Mantis - Resin
Viewing Issue Advanced Details
4818 major always 10-20-11 05:19 10-20-11 14:10
ihristov  
ferg  
normal  
closed 4.0.23  
fixed  
none    
none 4.0.24  
0004818: WebSocket character encoding problem
Resin default character encoding is ISO-8859-1, however the encoding for a text data frame from the WebSocket protocol is UTF-8. I've tried using <character-encoding>utf-8</character-encoding> under <resin> and <web-app> tags (as prescribed by the documentation http://www.caucho.com/resin-4.0/admin/config-el-ref.xtp#characterencoding) [^] unfortunately neither of these actions seems to have the desired effect. I am doing this in a test environment using resin embedded (WebAppEmbed). Nevertheless I would expect the <character-encoding>utf-8</character-encoding> to work. Yet another interesting question is why resin does not detect the Content-Type header which I provide in the handshake request and automatically adapt to UTF-8?

Notes
(0005567)
ferg   
10-20-11 09:59   
The encoding for WebSocket is always utf-8. It has nothing to do with the character-encoding.

If you have a bit of sample code where Resin's text isn't producing utf-8, that would be helpful.
(0005568)
ihristov   
10-20-11 13:15   
I don't want to be picky nor impolite but "<character-encoding> specifies the default character encoding for the environment." sounds to me quite important and having a lot to do with servlets character encoding stuff. Anyway, the problem can be easily reproduced by the following recipe:

1.) Implement the WebSocketListener interface to provide a websocket server-side logic. Something like:
public void onReadText(WebSocketContext context, Reader is) {
System.out.println("Msg received: "+ org.apache.commons.io.IOUtils.toString(is));
}

2.) Develop a small client to connect to the WebServlet (Unitt framework can be useful here, http://code.google.com/p/unitt/) [^]

3.) Send some text messages and see what happens. Also verify that the Reader is using ISO-8859-1.

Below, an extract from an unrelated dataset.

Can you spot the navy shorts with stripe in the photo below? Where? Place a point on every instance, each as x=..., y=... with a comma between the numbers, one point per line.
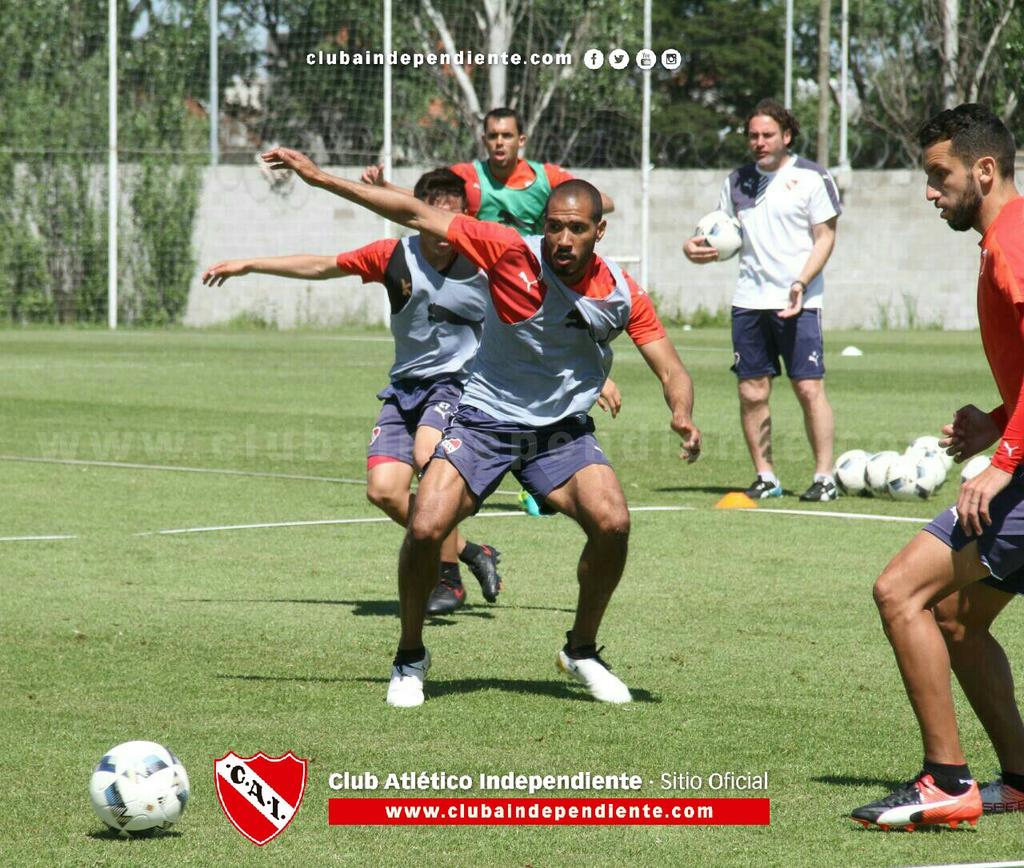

Suspiciously enough, I can see in the ReaderStream class a small note over the read method which goes like this:
// XXX: encoding issues

I hope that this is helpful to you and puts you on the right track.
I have to check if Resin is producing text using ISO-8859-1, so far I had no troubles with server -> client communication, thus I have not verified.

Cheers,
Ivan
(0005569)
ferg   
10-20-11 14:10   
server/1o36

The issue was with the read(char[]) call in WebSocketReader.

WebSocket encoding is required to be utf-8 by the WebSocket spec. It cannot be changed by any implementation. Because the WebSocket spec has a specific encoding, default character encoding does not apply.